Wien verträgt mehr Musik! Sie ist, die Nachfrage lehrt es in Zeiten wie diesen, ein Wirtschaftsfaktor.
Während allenthalben Veranstalter klagen, das Interesse an klassischer Musik sei rückläufig, solange nicht Spitzenkünstler, die mit sogenannten Cross-over-Produktionen Werbung für Mozart, Verdi & Co. machen, live in Erscheinung treten, können in Wien auch Kammermusik-Ensembles mit Zuspruch rechnen. Das Bedürfnis nach live musizierter Klassik führt offenkundig sogar viel mehr Menschen in die „Musikstadt“, als der reguläre „Betrieb“ bedienen kann. Mozart-Konzerte sind, omnipräsente Kundenkeiler und volle Auditorien lehren es, ein Magnet.

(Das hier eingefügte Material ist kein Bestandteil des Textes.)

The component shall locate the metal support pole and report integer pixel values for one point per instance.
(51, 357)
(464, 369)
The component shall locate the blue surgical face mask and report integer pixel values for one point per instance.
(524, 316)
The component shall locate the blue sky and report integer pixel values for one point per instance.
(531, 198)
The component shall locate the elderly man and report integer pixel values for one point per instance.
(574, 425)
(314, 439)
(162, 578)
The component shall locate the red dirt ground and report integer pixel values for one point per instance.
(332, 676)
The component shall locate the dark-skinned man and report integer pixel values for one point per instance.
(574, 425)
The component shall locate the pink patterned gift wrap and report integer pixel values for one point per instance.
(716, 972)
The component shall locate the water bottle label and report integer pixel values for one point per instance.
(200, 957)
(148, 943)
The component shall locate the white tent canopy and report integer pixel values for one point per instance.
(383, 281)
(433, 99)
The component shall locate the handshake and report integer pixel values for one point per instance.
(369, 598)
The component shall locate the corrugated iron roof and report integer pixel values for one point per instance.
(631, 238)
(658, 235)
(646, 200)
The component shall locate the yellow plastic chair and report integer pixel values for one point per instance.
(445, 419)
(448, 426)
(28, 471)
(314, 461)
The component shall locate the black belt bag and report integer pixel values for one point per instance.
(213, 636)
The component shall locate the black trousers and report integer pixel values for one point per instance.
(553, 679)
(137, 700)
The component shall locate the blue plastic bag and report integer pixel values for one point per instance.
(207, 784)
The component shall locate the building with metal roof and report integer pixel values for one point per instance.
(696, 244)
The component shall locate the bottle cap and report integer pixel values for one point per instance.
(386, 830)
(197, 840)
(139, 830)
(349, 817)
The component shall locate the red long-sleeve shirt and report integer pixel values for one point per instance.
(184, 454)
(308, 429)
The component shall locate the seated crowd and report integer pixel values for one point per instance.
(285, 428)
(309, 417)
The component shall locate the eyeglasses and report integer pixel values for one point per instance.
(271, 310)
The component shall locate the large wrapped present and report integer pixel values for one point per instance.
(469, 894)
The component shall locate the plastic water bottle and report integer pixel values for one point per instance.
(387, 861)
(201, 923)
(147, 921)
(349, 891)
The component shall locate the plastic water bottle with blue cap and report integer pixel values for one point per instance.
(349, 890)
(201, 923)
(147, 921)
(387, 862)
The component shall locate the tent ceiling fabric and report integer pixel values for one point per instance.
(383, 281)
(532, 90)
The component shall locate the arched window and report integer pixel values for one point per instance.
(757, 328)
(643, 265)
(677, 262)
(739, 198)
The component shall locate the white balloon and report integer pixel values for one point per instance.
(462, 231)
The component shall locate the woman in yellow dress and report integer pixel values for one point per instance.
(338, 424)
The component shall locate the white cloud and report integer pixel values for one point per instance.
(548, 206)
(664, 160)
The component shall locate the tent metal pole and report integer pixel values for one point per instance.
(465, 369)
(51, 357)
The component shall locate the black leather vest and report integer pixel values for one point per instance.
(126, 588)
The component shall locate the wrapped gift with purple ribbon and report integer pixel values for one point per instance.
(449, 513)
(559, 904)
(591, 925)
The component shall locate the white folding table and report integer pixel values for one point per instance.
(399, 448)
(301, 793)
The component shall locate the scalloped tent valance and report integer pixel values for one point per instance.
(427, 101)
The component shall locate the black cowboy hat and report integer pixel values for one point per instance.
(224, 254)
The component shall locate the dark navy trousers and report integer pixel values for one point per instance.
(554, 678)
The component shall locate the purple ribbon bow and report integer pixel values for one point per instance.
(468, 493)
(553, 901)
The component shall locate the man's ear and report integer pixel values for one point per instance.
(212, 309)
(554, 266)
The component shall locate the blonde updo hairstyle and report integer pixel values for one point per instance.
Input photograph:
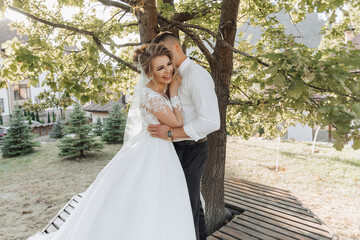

Doch feiert die Internationalität auch in ganz anderem Gewand fröhliche Urständ. Wenn demnächst wieder die Proben für das traditionelle philharmonische Neujahrskonzert beginnen, wird man sich vielleicht daran erinnern, dass seit vielen Jahren im Jänner am selben Ort ein „chinesisches Neujahrskonzert“ stattfindet, das via TV ein Publikum erreicht, das in die hunderten Millionen geht und in Wien hören lässt, was in der chinesischen Musik heutzutage en vogue ist – erstaunlicherweise ist da viel dabei, was von fernöstlichem Kolorit nur sanft überwuchert, doch im Kern in jenem Grenzbereich angesiedelt ist, den vor Jahrzehnten russische Emigranten wie Serge Rachmaninow in den USA abgesteckt haben.
Längst haben die Chinesen an ihren Wien-Gastspielen Gefallen gefunden – und präsentieren hier auch übers Jahr ihre Topsolisten. Unlängst etwa Wang Hong Wei, den derzeit wohl am meisten adorierten Tenor des Landes – er sang im Musikverein manches, was im Reich der Mitte heute die Klassik-Charts beherrscht, und könnte, so meinten viele Konzertbesucher, ebenso gut mit Verdi reüssieren.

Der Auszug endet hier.